Dall’Afhanistan, Hanifa racconta lo strazio di tante donne del suo popolo: ragazze, spesso bambine, che – per sfuggire alla schiavitù dei matrimoni combinati e a mariti troppo vecchi e violenti – tentano il suicidio, una folle strada verso la libertà. Si cospargono di benzina e si danno fuoco; alcune muoiono, altre restano ustionate a vita.
Dal Kenya, l’ultima protagonista. Rose, testimone del sacrificio di molte giovani donne che come lei tagliano le rose nelle serre sul lago Naivasha, costrette ad aspirare concimi e polveri tossiche per pochi dollari al giorno, sotto immensi teloni trasparenti. Una “città di plastica”, appunto, che sorge per il profitto delle multinazionali occidentali producendo fiori, simbolo al contempo di amore e di morte.
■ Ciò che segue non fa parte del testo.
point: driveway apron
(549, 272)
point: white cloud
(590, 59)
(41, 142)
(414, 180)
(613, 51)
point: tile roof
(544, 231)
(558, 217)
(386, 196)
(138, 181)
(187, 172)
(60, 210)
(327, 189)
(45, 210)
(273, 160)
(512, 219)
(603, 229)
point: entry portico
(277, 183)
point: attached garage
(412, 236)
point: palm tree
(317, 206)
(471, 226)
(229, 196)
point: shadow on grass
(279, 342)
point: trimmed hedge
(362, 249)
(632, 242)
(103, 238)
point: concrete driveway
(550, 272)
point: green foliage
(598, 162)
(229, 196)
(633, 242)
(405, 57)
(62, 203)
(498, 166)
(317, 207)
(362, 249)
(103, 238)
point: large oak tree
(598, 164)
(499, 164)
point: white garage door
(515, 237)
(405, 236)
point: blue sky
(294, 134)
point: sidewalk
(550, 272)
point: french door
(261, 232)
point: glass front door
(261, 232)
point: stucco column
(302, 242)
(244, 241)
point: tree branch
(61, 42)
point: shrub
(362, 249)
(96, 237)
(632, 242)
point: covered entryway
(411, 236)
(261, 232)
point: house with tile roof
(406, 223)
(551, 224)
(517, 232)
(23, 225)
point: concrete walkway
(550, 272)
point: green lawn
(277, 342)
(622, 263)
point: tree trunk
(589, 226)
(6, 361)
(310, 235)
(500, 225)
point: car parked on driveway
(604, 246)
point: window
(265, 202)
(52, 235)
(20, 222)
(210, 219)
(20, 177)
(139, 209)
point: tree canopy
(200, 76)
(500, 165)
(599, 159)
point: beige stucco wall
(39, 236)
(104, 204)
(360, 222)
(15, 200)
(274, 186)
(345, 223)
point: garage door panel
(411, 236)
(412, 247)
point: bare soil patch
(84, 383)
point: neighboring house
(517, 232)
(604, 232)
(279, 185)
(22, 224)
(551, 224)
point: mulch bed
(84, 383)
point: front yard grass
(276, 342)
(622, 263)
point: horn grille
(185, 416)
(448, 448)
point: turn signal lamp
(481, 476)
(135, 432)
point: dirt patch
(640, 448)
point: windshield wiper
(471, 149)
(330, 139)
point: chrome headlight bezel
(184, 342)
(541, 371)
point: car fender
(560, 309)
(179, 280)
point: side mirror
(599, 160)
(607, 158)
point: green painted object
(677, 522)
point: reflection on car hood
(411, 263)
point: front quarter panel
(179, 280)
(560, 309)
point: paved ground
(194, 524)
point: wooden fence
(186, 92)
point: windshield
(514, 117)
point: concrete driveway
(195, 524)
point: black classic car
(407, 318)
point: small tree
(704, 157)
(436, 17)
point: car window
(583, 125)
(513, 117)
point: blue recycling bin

Il teatro, con un linguaggio realistico, crudo, dà voce a chi non ce l’ha. Il messaggio è esplicito: “La città di plastica” offre al pubblico le storie di tre ragazze, tutte drammaticamente autentiche e drammaticamente reali, come quelle di tante che nel mondo non riescono a raggiungere i loro sogni e le loro speranze”; queste le parole di uno degli autori, Francesco Zarzana.
E ancora, la coautrice Silvia Resta: “Ho incontrato tante donne sulla mia strada di cronista. Ricche e povere. Sottomesse e ribelli. Vittime di violenze e di abusi, o attive protagoniste della loro vita. Ho capito che non ce n’ è una, in fondo, che non abbia lo stesso sogno. Lo stesso bisogno di libertà”.
Storie di sofferenza e di sogni spezzati, tradotte – spiega la regista Norma Martelli – “con pudore di usare parole piene di strazio; rispetto per il dolore e il coraggio, a volte incosciente, della giovane età; e l’impegno di far arrivare in platea, attraverso l’emozione, riflessioni sulla condizione di tante ragazze, giovani donne che hanno una sola grande colpa quella di volere vivere”.
Lo Stabile etneo inaugura la stagione del Musco portando sul palcoscenico uno spettacolo intenso, drammatico, che spinge alla riflessione su una tematica di estrema attualità e importanza.